Before knowing much about VPN, I usually opened up many inbound ports for my computer firewall and the firewall that resided within the router so remote services such as APF (Apple Time Machine) would function correctly. Obviously, these remote services (e.g., APF, FTP, CIFS, etc…) are also accessible within local area network, therefore one does not need to have to be outside a local area network to use these remote services. For an example, one can just sit next to the APF server (i.e., APF which hosts on a network attached storage) and locally backup one’s Mac to the Time Machine service. When using such services locally, one has to use local IP addresses, because one is within a local area network (e.g., home network, office network, etc…).

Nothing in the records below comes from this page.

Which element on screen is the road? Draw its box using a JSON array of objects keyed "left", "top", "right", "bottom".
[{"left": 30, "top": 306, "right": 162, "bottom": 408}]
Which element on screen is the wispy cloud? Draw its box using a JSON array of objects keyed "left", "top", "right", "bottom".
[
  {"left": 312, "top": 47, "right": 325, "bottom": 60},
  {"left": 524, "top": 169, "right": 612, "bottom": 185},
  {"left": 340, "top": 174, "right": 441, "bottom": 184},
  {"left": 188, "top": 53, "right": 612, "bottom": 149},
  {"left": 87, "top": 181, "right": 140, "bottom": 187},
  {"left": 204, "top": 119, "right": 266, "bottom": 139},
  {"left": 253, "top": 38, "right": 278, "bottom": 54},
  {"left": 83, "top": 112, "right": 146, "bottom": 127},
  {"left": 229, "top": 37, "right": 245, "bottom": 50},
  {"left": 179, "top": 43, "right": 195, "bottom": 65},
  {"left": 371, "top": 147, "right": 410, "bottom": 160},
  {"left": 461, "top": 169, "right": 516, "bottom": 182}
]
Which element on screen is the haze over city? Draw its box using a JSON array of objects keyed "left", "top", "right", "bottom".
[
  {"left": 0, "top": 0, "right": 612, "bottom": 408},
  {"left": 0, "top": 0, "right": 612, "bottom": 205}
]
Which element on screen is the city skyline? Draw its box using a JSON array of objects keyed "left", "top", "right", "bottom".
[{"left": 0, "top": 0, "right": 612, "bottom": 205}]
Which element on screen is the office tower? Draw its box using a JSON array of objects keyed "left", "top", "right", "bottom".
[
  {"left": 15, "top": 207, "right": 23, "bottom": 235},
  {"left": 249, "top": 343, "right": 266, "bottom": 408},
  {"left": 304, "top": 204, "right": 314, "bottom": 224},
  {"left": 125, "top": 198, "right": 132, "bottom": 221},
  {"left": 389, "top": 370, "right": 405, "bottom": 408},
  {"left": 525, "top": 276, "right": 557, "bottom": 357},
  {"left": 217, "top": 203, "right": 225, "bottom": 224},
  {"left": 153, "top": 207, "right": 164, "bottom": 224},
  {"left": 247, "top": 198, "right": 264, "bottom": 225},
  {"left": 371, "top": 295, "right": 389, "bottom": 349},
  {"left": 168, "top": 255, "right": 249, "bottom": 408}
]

The idea is to open up less ports to protect everything within a local area network better. So, when one travels abroad, one cannot use local IP addresses to access one’s remote services (e.g., APF, FTP, CIFS, etc…), and one has to open up ports for these remote services so remote access would be possible. Since one has to open up inbound ports for remote connections, one’s local area network might become more vulnerable. The more open ports there are, the more exploits that hackers can use to test or attack against the services that rely on the open ports.

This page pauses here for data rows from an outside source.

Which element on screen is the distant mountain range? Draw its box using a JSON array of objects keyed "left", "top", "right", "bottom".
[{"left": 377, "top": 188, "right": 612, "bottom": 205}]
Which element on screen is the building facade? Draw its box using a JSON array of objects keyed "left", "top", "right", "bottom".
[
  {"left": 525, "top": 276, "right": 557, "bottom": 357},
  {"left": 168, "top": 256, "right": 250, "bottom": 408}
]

Luckily, we have VPN. VPN stands for Virtual Private Network. Big companies love to deploy VPN for their employees. If you have ever met one of those employees from one of those big companies, you might see this person logins into a VPN network through a laptop when this person is away from the company. Since big companies are using VPN, VPN must be for the elites only right? Wrong! Just about anyone can use VPN to protect oneself, and it doesn’t take a rocket scientist to do so. If you watch other videos of mine within my YouTube channel, you will see how easy it’s to set up VPN server/service on Windows 8. Anyhow, the whole idea is to open up less ports for a network so everything within a network can be somewhat more secure.

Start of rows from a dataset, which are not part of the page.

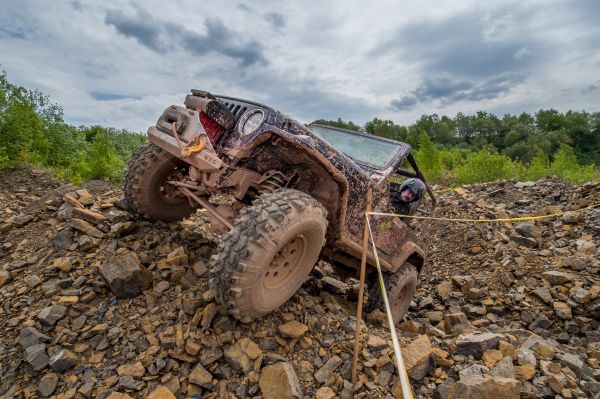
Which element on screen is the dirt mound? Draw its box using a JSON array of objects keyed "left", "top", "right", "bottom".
[{"left": 0, "top": 168, "right": 600, "bottom": 398}]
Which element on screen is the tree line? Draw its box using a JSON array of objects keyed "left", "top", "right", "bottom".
[
  {"left": 313, "top": 109, "right": 600, "bottom": 184},
  {"left": 0, "top": 72, "right": 146, "bottom": 184},
  {"left": 0, "top": 72, "right": 600, "bottom": 184}
]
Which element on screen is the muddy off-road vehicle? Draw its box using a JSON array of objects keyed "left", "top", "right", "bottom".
[{"left": 124, "top": 90, "right": 435, "bottom": 323}]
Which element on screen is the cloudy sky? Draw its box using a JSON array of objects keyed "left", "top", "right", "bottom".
[{"left": 0, "top": 0, "right": 600, "bottom": 131}]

Using VPN, one can access local area network as if one never leaves local area network all along. For an example, one can sit at a Starbucks and yet connect to remote services(e.g., APF, CIFS, FTP, SSH, etc…) with local IP addresses. How is this possible? Like I said, using VPN, one never leaves local area network! This is why VPN is definitely a better option than just opening up whatever inbound ports there are for different remote services. With VPN, all one has to do is to open up one port which VPN relies on. Through the connection of VPN, one then can just access all services within a local area network as if one has never leave a local area network all along. In case you don’t know, VPN encrypts data automatically. This is just another reason why I think VPN is definitely a better solution for remote access.